Sunday, May 04, 2008

Pardon, si'l vous plait!

There was a time, when you did not hear another person properly, you would prompt him with a question, ‘pardon?’ The response that is current is, a soft ‘sorry?’ or a request to him to ‘come again?’ or a scowl ‘what?’ The word ‘pardon’ has simply gone out of daily use in words and in action. The French still use the captioned phrase in their daily conversational dialogues. In constitutional parlance, the executive’s power of pardon is associated with signaling a reprieve for a person convicted of a criminal offence. The assumption is, the crime is against not any one individual but against the society and the highest authority in the executive alone could show mercy. Indian law does not recognize the victim to have a power to condone or compound heinous and cognizable offences. The Islamic law is different. Section 403 C of the Criminal Procedure Code in Pakistan, for example, enables the victim’s legal heir the power to let a person go off the noose, when the guilty faces death punishment.
May 21, 1991. A dark spectacled woman garlands the leader and seems to lower herself to touch his feet offering obeisance to him. The modesty in the man stops the woman by holding her at the shoulder by his firm, but kind hands. The woman pulls the contrivance strapped around her waist. She blows herself to smithereens and the blast tosses up the leader to land on his now decimated face. 16 others in the immediate vicinity are felled simultaneously with the assassin and the slain leader. A lanky woman at a distance watches the gory spectacle, first hand. The crowd is confused; she is not. She was perhaps the only one alive out there who knew what really had happened and who was the prime target of attack.
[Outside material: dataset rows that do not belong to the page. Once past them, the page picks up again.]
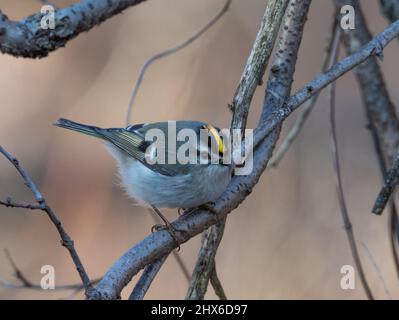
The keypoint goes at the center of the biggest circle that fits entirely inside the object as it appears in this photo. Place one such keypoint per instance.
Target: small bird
(171, 184)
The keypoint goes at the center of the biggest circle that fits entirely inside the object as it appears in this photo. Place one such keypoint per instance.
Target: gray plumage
(170, 185)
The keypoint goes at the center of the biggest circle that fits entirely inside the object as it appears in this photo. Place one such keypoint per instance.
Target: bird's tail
(79, 127)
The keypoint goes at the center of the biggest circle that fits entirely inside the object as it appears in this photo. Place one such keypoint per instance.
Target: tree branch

The death of the leader changed the course of nation’s history. But the nation is big; its history is long and the resources of the country prodigious to throw up successive leaders who have given direction to the country’s destiny. A lot of things have also happened to that woman. She married the co-conspirator. She had a child while still in prison. She lost the child’s custody to her sister to be brought up outside the prison walls. The mother bore the separation from her daughter. Perhaps, the child has grown up without feeling the warmth of a parental hug or a protected home, when she could come back from her school and dine with her parents. There is infinite sadness in the homes of both the victim and the person in the killer team. The leader’s daughter still cannot believe that there could be a person in the world who could have had hated her adorable father. She meets with the convict to sit by her side to ask her why she did it. The newspapers report that both them wept silently.

The responses to this meeting have been diverse. Some say that the daughter of the victim is matured and a person who carries only love in her bosom is a noble soul; her brother says that he understands her feelings but he could not have done that act himself like his sister; some say that she is paving way for the safety of her family from the terrorist outfit by holding out the olive branch. The surviving victims and the next kin of other persons who died in the same incident have no residual sympathy for the mercenary group. They are maimed and in too much pain to experience the lofty emotions of mercy. Instead, they ask why she did not meet them and console them; what consolation is required for the person who was part of a team that spilt terror and blood, inflicted suffering and privations to innocent persons? They are too difficult to answer. It is all the more difficult to apply any objective standards. For instance, take the case of another person, another family. Sarabjit Singh was caught in the territory of Pakistan. After his arrest, Singh was accused of carrying out bomb blasts in Lahore, Kasur and Faisalabad and reported to have also "admitted" before the court that he had been "involved" in bomb blasts and terrorist activities in Pakistan. He was provided legal assistance to fight his case in the courts of law. He is now sentenced to death. The noose has been readied, but thank the providence, his head has not been shoved inside the ring. His sister, wife and two daughters have been praying, petitioning, beseeching, weeping, all to get their dear Sarabjit back. Now which side are you? Does not your heart pulsate for Sarabjit? Do you feel for the victims of blasts at Lahore and the other places? When the killings have been of innocent persons, is there any such category as friends or enemies? Do you still not love Sarabjit to come back to India and want the victims, their next of kin and the Pakistan establishment to show mercy?

There is no greater transcendent emotion than a willingness to pardon. Here lies the irony. In India, the victim’s heir may show mercy. It is meaningful to the convict only if the State also shows mercy. In Sarabjit’s case, it would seem that the State might show mercy, but will the victims’ heirs also show mercy?

2 comments:

Unknown said...

Sir,
Glad to have been associated with you.

Satyajit

Anonymous said...

Sir:

What would you recommend when a complaint filed under The Protection of Women Against Domestic Violence Act 2005 in August 2006 is still pending till date i.e. 4 years 4 months later, when the said Act says it has to be acted upon and settled within 3 months?

I would like to know how the matter can be expedited, as justice continues to evade me!

Looking forward to any directions as to how I can get justice!